Taking advantage of the TEG’s heat by-product, the insulated battery box was placed next to the TEG and its heat vented via a plenum into the battery box. This arrangement kept the batteries at a constant l5 C rather than the -30 C is before. In addition to adding the TEG, a Unisolar 64 watt, thin film, triple junction module was also used. Unlike conventional glass modules, the UNISOLAR solar panel has a polymer coating which appears not to suffer the frost build-up problems. The panel has now been in service for months without any frost build-up at all. This panel is proving to be an excellent alternative as it is flexible, will take a puncture, and works very well under low light and shaded conditions. The panel also carries a 20-year warranty.
Unique Remote Home
This is an interesting house constructed in the interior of British Columbia.
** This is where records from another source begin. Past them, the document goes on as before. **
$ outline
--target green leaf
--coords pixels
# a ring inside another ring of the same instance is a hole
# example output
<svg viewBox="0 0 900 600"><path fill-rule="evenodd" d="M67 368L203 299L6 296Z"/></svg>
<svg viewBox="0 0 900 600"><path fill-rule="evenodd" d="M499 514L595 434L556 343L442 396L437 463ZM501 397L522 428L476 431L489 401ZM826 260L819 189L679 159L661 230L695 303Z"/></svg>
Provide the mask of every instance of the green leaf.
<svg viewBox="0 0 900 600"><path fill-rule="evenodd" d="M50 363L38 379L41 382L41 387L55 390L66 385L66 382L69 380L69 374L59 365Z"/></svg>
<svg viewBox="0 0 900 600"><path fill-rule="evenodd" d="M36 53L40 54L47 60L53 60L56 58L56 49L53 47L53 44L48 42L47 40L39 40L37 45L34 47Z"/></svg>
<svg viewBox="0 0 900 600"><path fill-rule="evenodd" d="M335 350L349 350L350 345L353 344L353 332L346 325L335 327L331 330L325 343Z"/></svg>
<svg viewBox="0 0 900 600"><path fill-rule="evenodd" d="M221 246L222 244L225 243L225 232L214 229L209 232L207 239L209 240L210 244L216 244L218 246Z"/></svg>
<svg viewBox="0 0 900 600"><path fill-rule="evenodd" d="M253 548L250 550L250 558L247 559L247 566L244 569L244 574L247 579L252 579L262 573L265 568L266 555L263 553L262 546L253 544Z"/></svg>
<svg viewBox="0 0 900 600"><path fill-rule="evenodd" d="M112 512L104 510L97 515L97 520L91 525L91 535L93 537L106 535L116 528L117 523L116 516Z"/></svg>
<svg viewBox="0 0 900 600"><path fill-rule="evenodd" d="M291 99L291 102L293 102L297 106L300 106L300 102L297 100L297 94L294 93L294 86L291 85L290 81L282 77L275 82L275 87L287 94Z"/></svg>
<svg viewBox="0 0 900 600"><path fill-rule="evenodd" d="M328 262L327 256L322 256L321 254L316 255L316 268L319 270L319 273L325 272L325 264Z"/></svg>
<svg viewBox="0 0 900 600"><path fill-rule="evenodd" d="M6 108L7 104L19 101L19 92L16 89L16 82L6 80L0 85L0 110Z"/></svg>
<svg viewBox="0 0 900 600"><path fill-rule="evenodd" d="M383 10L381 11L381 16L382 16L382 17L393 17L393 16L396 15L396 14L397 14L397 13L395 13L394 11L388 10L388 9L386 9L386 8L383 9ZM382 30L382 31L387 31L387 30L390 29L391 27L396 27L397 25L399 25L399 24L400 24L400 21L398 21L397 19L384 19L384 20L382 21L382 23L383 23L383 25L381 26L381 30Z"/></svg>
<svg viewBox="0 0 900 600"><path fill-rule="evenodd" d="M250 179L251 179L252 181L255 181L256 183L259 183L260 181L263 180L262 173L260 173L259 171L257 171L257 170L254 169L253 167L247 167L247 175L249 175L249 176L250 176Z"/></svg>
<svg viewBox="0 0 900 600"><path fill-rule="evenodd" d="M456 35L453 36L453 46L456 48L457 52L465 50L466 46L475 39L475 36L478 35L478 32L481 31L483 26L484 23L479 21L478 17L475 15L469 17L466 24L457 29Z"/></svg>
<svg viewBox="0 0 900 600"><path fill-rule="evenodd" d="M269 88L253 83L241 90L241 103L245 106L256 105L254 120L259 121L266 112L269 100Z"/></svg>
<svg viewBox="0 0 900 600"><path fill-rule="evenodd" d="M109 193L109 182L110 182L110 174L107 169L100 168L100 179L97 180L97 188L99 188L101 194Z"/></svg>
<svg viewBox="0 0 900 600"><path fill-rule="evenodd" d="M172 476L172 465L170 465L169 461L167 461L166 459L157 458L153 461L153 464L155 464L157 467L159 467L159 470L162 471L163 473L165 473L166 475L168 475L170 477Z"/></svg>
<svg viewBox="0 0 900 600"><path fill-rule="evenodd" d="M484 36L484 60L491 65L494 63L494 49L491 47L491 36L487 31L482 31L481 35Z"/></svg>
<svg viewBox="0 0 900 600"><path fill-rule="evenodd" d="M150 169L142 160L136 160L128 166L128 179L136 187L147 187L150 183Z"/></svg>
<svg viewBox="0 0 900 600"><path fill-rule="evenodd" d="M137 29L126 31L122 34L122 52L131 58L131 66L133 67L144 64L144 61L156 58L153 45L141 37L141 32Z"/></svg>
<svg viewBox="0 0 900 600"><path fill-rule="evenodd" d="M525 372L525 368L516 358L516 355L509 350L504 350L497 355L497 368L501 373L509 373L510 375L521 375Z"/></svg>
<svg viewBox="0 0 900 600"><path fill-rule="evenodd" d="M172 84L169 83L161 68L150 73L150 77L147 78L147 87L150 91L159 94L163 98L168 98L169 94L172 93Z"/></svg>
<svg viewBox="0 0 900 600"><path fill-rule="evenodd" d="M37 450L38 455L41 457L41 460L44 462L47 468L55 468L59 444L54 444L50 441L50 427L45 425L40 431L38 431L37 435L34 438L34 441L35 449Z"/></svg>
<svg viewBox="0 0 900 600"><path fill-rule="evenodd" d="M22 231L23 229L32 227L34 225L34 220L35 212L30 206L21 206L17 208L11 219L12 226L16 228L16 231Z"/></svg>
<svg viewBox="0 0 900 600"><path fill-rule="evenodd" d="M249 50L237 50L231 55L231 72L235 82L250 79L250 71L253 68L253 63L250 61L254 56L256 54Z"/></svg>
It is based on the “Earthship” design with recycled tires in the walls for insulation and special membranes under the topsoil for water drainage and specially coated windows to conserve heat and provide light for the plants. It uses Kyocera solar panels and also uses a solar domestic hot water system. The control room is shown with the Trace Sine Wave inverter and controllers.
Rescue Power on the Go
At Vernon, BC, the Search & Rescue team use a battery powered inverter system installed by NOVA to provide AC current for their mobile equipment . The unit is extremely well equipped with all the latest in radio and emergency equipment.
Using a solar powered inverter system instaled by NOVA – this Bhuddist Retreat Centre in southern British Columbia is able to match their power needs with the keyword at their retreat: Quiet!